The Ongoing Struggle for Humour in Video Games

Once upon a time – and for a very brief moment in history – the creation of a video game was viewed as an entirely separate ballgame to the creation of, say, a work of literature, cinema, or art.

The basic premises of Pac-Man and Space Invaders was inarguably up to the task of reeling that first wave of gamers into the arcade halls and computer cafes of the 70s and 80s, but it was no doubt the compelling nature of the video game that kept players investing their quarters into the machine, and not the admittedly thin narratives on which these games were based.

Very quickly, however, the gaming industry began to find the feet on which it would walk for the next few decades – and to this day. Games, even those with relatively basic premises and mechanics, were grounded within carefully wrought and thoughtful storylines. The plot gave way to the narrative, and narrative gave way to lore, and now the industry is filled with titles that hold more than a passing significance in the lives of their players.

In essence, developers have managed to forge emotional connections between 3D renderings and human players, and invoking such a tangible reaction would only be possible with strong writing, and the ability to transform words into something more resonant still.

But, despite this remarkable propensity for playing with our emotions, it seems to be a truth universally acknowledged that game creators are still struggling to master the tricky subject of humor within their titles. But, why? And how can they overcome it?


Where Would Humour Fit?

Now, obviously, a significant part of the output from the gaming industry is neither designed to be nor received as, a profoundly plot-driven piece.
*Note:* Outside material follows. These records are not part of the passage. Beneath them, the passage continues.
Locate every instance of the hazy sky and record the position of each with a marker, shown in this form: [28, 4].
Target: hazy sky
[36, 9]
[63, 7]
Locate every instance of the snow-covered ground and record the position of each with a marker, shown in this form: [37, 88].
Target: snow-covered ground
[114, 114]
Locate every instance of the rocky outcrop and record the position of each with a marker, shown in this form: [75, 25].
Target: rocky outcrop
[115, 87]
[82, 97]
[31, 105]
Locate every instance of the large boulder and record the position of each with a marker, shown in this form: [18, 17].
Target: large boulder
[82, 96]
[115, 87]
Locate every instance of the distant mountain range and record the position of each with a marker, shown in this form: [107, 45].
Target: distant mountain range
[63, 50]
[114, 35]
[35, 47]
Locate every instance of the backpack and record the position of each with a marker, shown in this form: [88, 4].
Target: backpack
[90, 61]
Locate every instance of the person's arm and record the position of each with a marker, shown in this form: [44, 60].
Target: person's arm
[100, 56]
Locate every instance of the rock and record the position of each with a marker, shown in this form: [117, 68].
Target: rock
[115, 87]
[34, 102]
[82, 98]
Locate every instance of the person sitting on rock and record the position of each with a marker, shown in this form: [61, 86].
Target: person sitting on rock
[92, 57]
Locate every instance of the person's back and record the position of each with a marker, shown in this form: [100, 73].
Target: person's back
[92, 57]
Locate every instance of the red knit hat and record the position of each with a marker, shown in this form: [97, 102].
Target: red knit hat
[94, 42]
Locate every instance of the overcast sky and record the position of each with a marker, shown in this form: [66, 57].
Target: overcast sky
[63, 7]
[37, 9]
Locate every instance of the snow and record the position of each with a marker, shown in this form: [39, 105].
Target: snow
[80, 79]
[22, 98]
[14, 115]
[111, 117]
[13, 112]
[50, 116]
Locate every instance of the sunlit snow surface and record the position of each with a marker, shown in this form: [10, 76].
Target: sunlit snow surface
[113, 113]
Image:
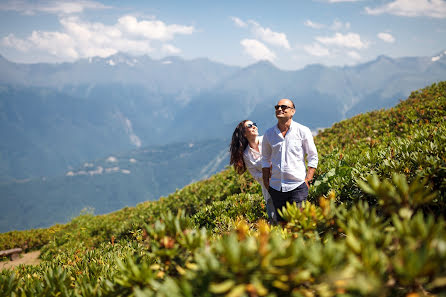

These titles can place a greater emphasis on the player’s use of tactics and skill, and they can make waves within their own pocket of the gaming world. The site GGPoker offers a perfect example – a digital destination that has so clearly marked, defined, and honed the parameters of its offerings that it now offers one of the highest-traffic poker destinations within the digital realm.

Then there are those games that, while plot-driven, exist in the benign middle ground between tragedy, comedy, and drama. They are cartoonish, uncomplicated, and maybe even a little cynical; they do not test the player emotionally, and the player is not changed in any profound way simply underplaying them. Consider endlessly repayable online arenas, such as the Call of Duty Battle Royale.

While there are very few, if no, similarities between these two examples, they remain united by the fact that they exist in the same sprawling portion of the gaming world. There is no room for daring attempts at humor in this arena, and so its absence is not felt. The same cannot be said, however, for the more plot-driven titles that blur action with drama and plot with narrative.


Where is the Struggle?

There are, of course, plenty of instances where video game writers attempt and succeed with humor in their work. Of course, this begins to unravel when the player hears the same joke 100+ times – consider an endless supply of NPCs, all following the same single page of the script. And, even when it is done well and gamers spare more than a few laughs, the title is rarely – if never – billed as a humorous piece. It is immeasurably rare to see a title advertised as a comedy in the same way as a funny movie.

There are, arguably, several factors preventing video games from being seen as a medium for the art of a good laugh.

For one thing, there is an extra dimension through which writers would have to consistently break to get every laugh. In a movie theatre, the audience is immersed within the action in an entirely different way to how a player, who controls (at least) one player and much on the on-screen action. The player’s attention is utilized in a more immediate, involved way – and that concentration on a list of digital, though no less real, tasks and priorities are much harder to break.

For another, just one of the many challenges of creating a video game is building it upon a mind-boggling network of possible scripts, plotlines, and tangents. Few games are entirely linear these days, and that means a mammoth increase in the workloads of those creators. They have to write equally convincing and compelling scripts for every eventuality, and injecting comedy into each one would be all the more challenging.

Finally – and perhaps most important of all – there is little call for it. We often enjoy comedy in movies because it breaks the tension, but that delicately woven tension is viewed entirely differently by the gamer, for whom it makes the experience all the more profound, real, and immediate.